初版発行時の2010年で「すでに塀の中での暮らしが20年弱になりました」とあるので、現時点では30年越えていると思われる。

 

という前提はもちろん知ったうえで読み進めるのだが、数ページ読むごとにそのことをすっかり忘れ、あたかもどこかの大学の先生等の専門家が執筆した本のように思えてくる。

 

そもそも無期懲役囚が刑務所内で、この本を書くにあたっての裁判・刑法のトレンドやデータ、過去の裁判事例をどのようにして入手したのかと、まずその点にびっくった。ふつうはネットぶん回すか、図書館や関係省庁・機関で資料を漁ったり取材しなければ書けないレベルである。

 

法律関係の知識や文章自体のレベルも高く、話の展開は理路整然、記載されている数値データも的確である。世の中で出回っている情報をまとめましたな「こたつ記事」的な本ではない。

 

筆者はとてつもない読書家であり、刑務所に入る前は月に100~200冊も読んでいて、自身を「ビブリオマニア」(初めて聞いた言葉(^^;))という。
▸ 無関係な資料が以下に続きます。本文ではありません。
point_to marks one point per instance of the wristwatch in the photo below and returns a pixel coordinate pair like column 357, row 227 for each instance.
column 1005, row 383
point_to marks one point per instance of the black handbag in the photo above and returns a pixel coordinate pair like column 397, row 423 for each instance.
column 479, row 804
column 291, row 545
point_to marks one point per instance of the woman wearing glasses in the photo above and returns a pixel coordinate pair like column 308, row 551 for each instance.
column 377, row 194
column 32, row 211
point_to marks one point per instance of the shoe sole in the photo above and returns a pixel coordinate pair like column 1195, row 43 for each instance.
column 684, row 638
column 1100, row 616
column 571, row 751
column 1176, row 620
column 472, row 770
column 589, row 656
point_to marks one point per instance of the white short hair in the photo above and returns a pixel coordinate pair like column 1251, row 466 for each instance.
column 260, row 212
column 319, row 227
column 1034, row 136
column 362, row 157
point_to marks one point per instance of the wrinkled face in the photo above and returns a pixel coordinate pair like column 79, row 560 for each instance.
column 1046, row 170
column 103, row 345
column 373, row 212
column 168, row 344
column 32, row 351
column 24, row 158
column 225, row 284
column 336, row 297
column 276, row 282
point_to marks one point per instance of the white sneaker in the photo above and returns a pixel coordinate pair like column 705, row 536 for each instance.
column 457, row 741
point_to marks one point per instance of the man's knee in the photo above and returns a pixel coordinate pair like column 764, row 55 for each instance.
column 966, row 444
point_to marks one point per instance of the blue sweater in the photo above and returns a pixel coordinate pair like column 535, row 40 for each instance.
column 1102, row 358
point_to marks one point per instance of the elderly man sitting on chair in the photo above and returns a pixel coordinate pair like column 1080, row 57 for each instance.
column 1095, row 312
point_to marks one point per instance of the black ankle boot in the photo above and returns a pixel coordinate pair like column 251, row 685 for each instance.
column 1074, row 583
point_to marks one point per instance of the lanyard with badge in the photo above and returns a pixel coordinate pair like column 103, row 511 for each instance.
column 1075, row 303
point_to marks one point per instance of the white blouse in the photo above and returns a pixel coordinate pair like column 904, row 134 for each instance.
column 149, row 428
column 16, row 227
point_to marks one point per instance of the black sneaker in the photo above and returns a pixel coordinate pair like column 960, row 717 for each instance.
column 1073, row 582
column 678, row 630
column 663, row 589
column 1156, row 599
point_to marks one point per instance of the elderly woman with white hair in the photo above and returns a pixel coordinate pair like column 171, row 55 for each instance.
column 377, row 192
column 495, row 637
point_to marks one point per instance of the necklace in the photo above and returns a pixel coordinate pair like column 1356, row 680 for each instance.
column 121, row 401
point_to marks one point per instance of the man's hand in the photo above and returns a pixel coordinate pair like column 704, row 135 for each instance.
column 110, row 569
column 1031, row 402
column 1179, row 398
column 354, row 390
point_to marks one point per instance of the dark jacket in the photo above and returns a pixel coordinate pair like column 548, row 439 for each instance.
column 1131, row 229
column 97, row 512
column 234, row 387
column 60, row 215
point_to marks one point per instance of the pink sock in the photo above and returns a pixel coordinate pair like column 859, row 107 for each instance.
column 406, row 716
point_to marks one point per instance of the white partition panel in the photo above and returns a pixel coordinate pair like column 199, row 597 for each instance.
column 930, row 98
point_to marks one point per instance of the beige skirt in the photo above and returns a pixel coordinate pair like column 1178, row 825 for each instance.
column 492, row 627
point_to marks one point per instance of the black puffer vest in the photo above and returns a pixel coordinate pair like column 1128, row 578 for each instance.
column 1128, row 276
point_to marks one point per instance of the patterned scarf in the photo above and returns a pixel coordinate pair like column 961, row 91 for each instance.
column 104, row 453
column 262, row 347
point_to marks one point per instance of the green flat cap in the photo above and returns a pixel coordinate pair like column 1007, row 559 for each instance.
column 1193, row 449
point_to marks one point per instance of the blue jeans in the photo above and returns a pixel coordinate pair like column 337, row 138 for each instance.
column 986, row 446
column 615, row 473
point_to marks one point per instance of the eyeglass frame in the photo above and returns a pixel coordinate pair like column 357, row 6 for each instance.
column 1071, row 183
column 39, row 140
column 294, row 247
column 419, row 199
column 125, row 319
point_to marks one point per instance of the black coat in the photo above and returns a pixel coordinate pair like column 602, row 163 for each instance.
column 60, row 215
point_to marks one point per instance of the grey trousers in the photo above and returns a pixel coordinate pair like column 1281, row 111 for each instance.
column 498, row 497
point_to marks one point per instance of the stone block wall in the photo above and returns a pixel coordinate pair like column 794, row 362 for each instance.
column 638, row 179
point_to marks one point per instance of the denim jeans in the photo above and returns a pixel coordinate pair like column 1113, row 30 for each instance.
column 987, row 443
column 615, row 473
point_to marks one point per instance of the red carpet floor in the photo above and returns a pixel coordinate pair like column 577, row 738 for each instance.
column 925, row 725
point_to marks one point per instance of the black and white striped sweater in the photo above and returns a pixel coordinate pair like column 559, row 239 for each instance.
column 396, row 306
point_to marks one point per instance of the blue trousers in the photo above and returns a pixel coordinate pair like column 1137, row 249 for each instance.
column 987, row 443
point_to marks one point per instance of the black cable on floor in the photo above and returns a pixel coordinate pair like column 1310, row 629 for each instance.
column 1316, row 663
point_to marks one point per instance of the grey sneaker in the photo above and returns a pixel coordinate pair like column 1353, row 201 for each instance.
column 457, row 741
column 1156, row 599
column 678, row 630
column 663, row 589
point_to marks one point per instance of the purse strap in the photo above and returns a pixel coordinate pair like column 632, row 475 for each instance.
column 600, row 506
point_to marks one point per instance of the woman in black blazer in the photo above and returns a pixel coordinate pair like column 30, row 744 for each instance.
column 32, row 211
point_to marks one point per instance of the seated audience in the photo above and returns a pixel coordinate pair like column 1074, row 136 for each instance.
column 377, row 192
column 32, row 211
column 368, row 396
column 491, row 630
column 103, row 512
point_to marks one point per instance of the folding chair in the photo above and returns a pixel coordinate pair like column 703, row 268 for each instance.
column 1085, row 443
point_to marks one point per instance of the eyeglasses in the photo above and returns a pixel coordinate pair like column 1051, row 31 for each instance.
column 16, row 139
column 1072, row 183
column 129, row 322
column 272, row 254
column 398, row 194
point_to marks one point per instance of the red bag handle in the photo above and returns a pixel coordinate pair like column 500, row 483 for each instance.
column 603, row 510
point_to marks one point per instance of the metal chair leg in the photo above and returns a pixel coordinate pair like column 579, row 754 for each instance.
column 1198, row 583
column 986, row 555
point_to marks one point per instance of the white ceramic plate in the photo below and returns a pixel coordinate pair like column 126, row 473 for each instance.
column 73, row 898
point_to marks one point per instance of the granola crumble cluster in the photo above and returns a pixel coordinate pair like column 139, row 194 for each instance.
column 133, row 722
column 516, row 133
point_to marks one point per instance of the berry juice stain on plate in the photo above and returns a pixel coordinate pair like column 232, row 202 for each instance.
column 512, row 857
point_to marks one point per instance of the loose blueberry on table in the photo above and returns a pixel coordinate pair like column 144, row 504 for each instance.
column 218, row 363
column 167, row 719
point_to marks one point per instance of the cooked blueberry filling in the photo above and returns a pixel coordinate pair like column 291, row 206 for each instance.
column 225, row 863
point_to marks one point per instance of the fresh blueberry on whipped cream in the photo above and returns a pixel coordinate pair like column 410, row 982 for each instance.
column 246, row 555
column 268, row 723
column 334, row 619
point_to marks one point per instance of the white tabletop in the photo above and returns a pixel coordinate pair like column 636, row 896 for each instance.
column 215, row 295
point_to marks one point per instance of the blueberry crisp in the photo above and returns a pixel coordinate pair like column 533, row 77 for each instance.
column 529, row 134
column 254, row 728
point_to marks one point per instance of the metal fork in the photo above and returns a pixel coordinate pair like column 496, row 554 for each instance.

この本の中でもカントやモンテスキューの言葉、『巌窟王』(いわゆるモンテクリスト伯のお話)『アンナ・カレーニナ』を引用している。

 

ただ、この美達大和という人はWikipediaにも載っているが、元やくざ幹部であり、Wikipediaの「評価」の項目でも臨床教育学者・岡本茂樹氏により「「卓越した能力」(← 十分"Gifted"の領域といえるIQ150!!)と「人並外れた努力」によって元犯罪者と言うハンデを克服し、再び社会で成功するかもしれないが...」と、高学歴ではないので「インテリやくざ」とは違うが。かなりな危険人物と見られている。

 

そういう点からも読んでいても度々、どこまでが本気なのか? 仮釈放は希望しないと言っているがそのためのアピールなのでは?とつい勘ぐってしまう。

 

本の内容の主題は、カバー裏や帯にも書かれている内容紹介の


哀しい事実だが、犯罪者のほとんどは反省しない。監獄法の改正後、「自由」になった刑務所では、今日も受刑者たちの笑い声が響いている。裁判では頭を垂れるも内輪では「次は捕まらないよ」とうそぶく


という部分に集約されていると思う。

 

そして第一章「ほとんどの殺人犯は反省しない」というタイトルから話は始まる。

 

家屋侵入窃盗も加害者は「窃盗自体は悪いことではない」考え、その際の殺人も「そんなところにいるからだ」「騒ぐからだ」など、己の罪を認めないのは刑務所内では「当たり前」のことになっていると書いている。さらに「おかけでこんなところに長くいることになった」というセリフも受刑者同士の会話で普通に出てくるとも。

 

それをふまえて裁判時の「将来の更生は十分に考えられる」という、お決まり文句での死刑→無期懲役への減刑も避けるべきと言っている。

 

死刑に関しては「永山基準」についても取り上げている。

 

あと、心に残ったのが「受刑者の人権がインフレ化」しているという言葉だった。

 

昨今、世の人権団代は「受刑者の人権」を声高に訴えるが、被害者の人権はどうなのか?と。被害者の立場から事件を振り返ることを忘れ、受刑者の人権だけが「インフレ化」していると。

 

そのせいで「ヴェテラン受刑者にとっては遊びに来ている感覚」「悪党の楽園と化した刑務所」という表現もしている。再犯率・再収監率の高さや、受刑者がいかに自分の利益しか考えていないか、楽をするために狡猾にふるまうか、物事を都合よく解釈するか、ということを上記の「人権派」と呼ばれる人は全く理解していないという。

 

タイトルの「死刑絶対肯定論」については、最後1/4あたりでやっとこさ登場する。

 

死刑肯定論から、裁判員の位置づけ(一般市民感情)とあるべき姿、死刑判決を恐れてはいけないと裁判員へのアドバイスを書いている。
 

「はじめに」に書かれている「記述の都合上、恰も私が殺人犯であることを失念し、剰え「上から目線」で述べているように感じられることもあるかと思いますが」という著者の言葉をたまに思い出しながら読んだ。

 

とにかく理論的に筋が通り、かつ裏付けされるデータと現場(刑務所内)にいる人にしかわからない情報・雰囲気も盛り込まれていて、うまく騙されているのではないかと思いながらも、つい「ふんふん」と読み進めてしまったのだった(爆恥)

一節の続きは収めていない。